Let’s say we have N balls (numbered 1 to N) from a box, and we do the following:
- Take one ball from the box uniformly randomly
- If the ball taken has the smallest number among all the remaining balls, throw it away; otherwise put it back to the box
- If every ball from 1 to N-1 has been taken at least once, stop; otherwise repeat step 1.
And by the time the process is stopped, what’s the probability that the N-th ball has been taken at least once?
First attempt
Since the balls are taken uniformly randomly, is it so that we are equally likely to have either taken or not taken ball N?

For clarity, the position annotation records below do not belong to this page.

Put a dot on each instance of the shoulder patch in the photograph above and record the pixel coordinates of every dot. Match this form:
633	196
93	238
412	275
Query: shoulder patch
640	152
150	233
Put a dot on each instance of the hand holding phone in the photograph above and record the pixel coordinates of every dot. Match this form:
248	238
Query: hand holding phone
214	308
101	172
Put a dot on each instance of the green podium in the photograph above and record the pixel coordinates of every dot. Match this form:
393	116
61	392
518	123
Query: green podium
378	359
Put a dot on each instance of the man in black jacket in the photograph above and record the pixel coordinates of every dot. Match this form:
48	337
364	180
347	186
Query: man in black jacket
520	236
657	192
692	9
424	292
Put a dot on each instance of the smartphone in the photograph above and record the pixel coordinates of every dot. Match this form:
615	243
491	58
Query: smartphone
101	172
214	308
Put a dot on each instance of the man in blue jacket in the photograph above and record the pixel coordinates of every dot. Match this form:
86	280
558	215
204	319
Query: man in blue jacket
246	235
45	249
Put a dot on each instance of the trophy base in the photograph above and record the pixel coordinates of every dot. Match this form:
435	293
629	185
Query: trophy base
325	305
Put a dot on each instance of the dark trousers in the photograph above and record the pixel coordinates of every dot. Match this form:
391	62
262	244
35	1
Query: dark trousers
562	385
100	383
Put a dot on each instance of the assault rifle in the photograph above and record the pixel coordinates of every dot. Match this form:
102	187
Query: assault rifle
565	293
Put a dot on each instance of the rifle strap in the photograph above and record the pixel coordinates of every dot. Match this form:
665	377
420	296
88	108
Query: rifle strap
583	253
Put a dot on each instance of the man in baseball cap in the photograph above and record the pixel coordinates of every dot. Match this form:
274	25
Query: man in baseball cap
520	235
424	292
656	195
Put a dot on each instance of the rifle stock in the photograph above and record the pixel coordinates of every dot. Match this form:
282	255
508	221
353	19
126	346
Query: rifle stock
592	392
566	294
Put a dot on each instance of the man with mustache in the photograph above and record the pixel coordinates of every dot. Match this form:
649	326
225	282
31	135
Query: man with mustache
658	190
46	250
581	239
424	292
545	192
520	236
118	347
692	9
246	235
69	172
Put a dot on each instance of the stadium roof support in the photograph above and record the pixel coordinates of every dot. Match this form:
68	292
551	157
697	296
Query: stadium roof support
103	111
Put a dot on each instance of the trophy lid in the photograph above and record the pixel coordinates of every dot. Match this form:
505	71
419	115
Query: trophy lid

Well, a quick simulation suggests otherwise. I’ll leave more rigorous calculations later, but intuitively, it’s similar to the birthday paradox, as the probability of NOT picking ball N at each step multiplies, the overall probability of NOT picking ball N diminishes quickly. (Consider a modified version: uniformly randomly pick a ball for K times and always put the ball back, the probability of ball N NOT picked is ((N-1)/N)^K).
In search of an explanation with the answer
From simulation, it’s obvious the answer is (N-1)/N.
One explanation I came up with: If we change the condition “If the ball taken has the smallest number among all the remaining balls, throw it away; otherwise put it back to the box” to “always put the ball back to the box“, it doesn’t change the the probability of whether the N-th ball get picked at all. (But it does change the value of something else, which is the topic of next post.) Convince yourself: if we pick up ball 1, put it back, and later pick it up again, we can just pretend this step doesn’t happen. Then graphically:
Regardless of the the values on those self-pointing arrows, the ratio on the other two outgoing arrows stay the same, and if we go to infinity, we get the resulting probability.
A failed algebraic approach
I also tried to solve it algebraically or with induction. But to decide the property of the N-th ball, it depends on the (N-1)-th ball, then the property of this pair depends on the (N-2)-th, then the property of this triple depends on the (N-3)-th, etc. The formula just keeps growing.